As the world races to develop powerful artificial intelligence, it is also racing to tackle multiple public health challenges that need AI-powered solutions. These challenges include preparing for the next pandemic, tackling the relentless rise in infections that no longer respond to treatment with antimicrobial medicines, reversing the obesity epidemic, understanding and addressing the rising burden of mental health problems, and caring for people living longer but not healthier, often with multiple medical conditions.

In this context, an international network of innovative health systems could make rapid progress toward AI-powered public health.

The nature of health data available for training AI is challenging. Unlike data from cameras and sensors used for training AI to drive a car, the data from medical records for training AI to support healthcare does not present the full picture of people's health. Medical records focus on people who are already ill or have a medical condition. They are just snapshots of patients' conditions. There is so much missing and measurement error in healthcare data that training AI is like asking algorithms to look through holes in a fence, then through obscured glass, to see the true picture of patients' health journeys.

Earlier and fuller information on how people developed illnesses or became sick enough to seek medical help is lacking. This information is essential to finding ways to prevent an illness and support people's well-being. Given the rising costs of caring for aging populations, prevention is vital. Fortunately, AI is starting to tap into the rhythms of daily life — generating new data and user-interactions that can be used to support people's wellbeing and prevent illness.

At present, patient-driven apps and devices tend to focus on specific diseases or treatments, and the most serious patients with multiple conditions face a blizzard of different technologies. There is a need therefore to shift healthcare AI from the mindset of medical app-store to one of a healthcare skill-store for the digital twin of the patient. This shift is vital for achieving more predictive, preventive and personalized care.

For example, people prescribed medication for serious mental illness often face a risk of weight-gain, high blood pressure, diabetes, heart attacks and strokes. Effective "AI allies" for such patients would support not only their use of medication but also their daily choices of food, exercise, social interaction and other activities. This could mitigate the adverse effects of medicines and help improve their quality of life and daily functioning, including workplace productivity.

The AI allies need to learn from patients' interactive "digital twin" or "health avatar", reflecting much more of their health, social circumstances, habits and use (or not) of treatments than medical records do.

Realizing this AI-enabled improvement in preventive and personalized healthcare will need deep collaboration between patients, healthcare providers, healthcare payers (or social health system resource managers), health scientists and AI engineers. The data required to power patient-facing "health avatar" AI can also help improve health and social care providers' services.

Furthermore, data on individuals' journeys into needing care can help medical (and social) care systems to plan their resources and use them to treat the most vulnerable. This goal is sometimes called a "learning health system".

The University of Liverpool's Civic Health Innovation Labs and its health system partners are working to turn the learning systems theory into reality with a triple digital twin approach to the individual patient, the provider and the population.
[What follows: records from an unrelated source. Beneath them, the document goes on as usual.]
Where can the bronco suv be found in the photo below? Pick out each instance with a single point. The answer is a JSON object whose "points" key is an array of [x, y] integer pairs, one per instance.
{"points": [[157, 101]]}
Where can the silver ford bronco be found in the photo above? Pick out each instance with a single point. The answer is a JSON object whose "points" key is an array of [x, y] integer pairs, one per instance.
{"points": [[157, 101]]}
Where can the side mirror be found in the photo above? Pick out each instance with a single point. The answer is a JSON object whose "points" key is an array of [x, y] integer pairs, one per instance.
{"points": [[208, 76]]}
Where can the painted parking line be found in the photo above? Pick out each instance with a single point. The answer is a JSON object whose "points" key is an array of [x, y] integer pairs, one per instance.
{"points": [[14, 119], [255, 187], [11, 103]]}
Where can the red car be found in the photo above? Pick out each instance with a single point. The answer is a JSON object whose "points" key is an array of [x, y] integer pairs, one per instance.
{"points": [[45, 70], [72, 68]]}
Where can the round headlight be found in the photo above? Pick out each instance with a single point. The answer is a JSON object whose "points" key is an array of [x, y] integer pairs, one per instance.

For example, making the best use of medicines, the patient-level twin monitors medication experiences and enables individuals to track their own health and recognize early warning signs, fostering preventive self-management such as resuming an important medication or seeking help for one that seems to be causing problems. And while the provider-level twin helps the patient's doctor to review medications by pulling together the key information from multiple records in an easy-to-read summary alongside prescribing guidance, the population-level twin identifies the patients who are most likely to benefit from a medication review and offers them fast-track access.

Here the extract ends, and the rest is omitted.